Event Viewer enables you to: View events from multiple event logs Save useful event filters Schedule a task to be run in response to an event Create and manage event subscriptions

EVENT VIEWER – FILTER EVENTS

• Each Event Log can contain 1000’s of entries.

• Events can be sorted by the column headers but when that fails or takes too long,

• Right click on an Event Log and choose Filter Current Log

• Logs can be filtered by Event Level, Time it was logged, Event Sources, Keywords, Task Category, User and Computer that was related to the Event.
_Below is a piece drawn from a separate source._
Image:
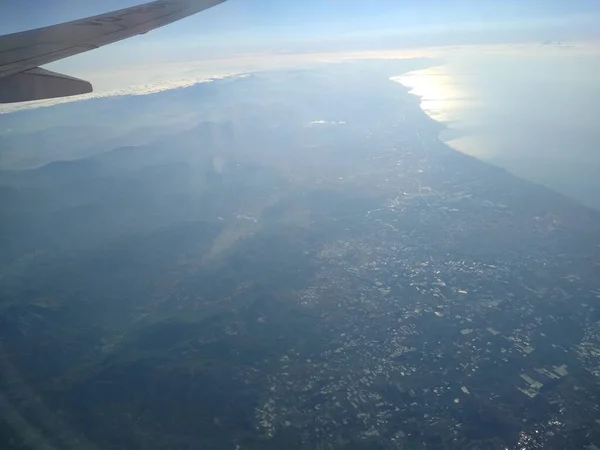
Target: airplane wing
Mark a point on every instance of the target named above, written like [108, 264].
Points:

EVENT VIEWER - CUSTOM VIEWS

• Some Custom Views are created when Server Roles and applications are installed.

• They read and filter the Event Logs and gather Events that pertain to the Role or application.

• The Administrative Events View contains Critical, Error and Warnings from all logs.

• Administrators can create their own Custom Views (Custom Views > Right-click > New Custom View

• Custom Views can be further modified by adjusting their filters.

• Custom Views can be saved for viewing, exported and imported to other computers.

EVENT VIEWER – EVENT SUBSCRIPTIONS

Event Subscriptions allow an administrator to gather relevant events from multiple computers to a central location.

Event Subscriptions require that Windows Remote Management (Server Manager > Windows Remote Management > Enabled) be enabled and the Windows Event Collector Service to be running and configured to automatically start with the computer.

Events can be filtered.

There are two ways to gather Subscribed events: Collector Initiated:

The Collector computer polls the target computers’ Event Logs for information and gathers the events. Only works for Domain joined computers, which are selected individually.

Source Computer Initiated: The forwarding computer contacts the collection computer. Works for domain and non-domain computers. Non-domain joined computers require certificate

authentication.

Events are gathered in Forwarded Events.

EVENT VIEWER – ATTACHING TASKS

• Sometimes an administrator would like to be notified or have an action taken (or both) when an event is generated. If so, Attach a Task to an event.

• Attaching a Task uses the Scheduled Tasks wizard using the Event generation as the Trigger

• The Wizard will ask you for a Name for the Task, populate the Trigger with the Event being generated and give the options for Actions.

• Start a program, preferably a PowerShell script, is the preferred Action to take. Send an Email and Display a Message (pop-up on the server console) is being depreciated.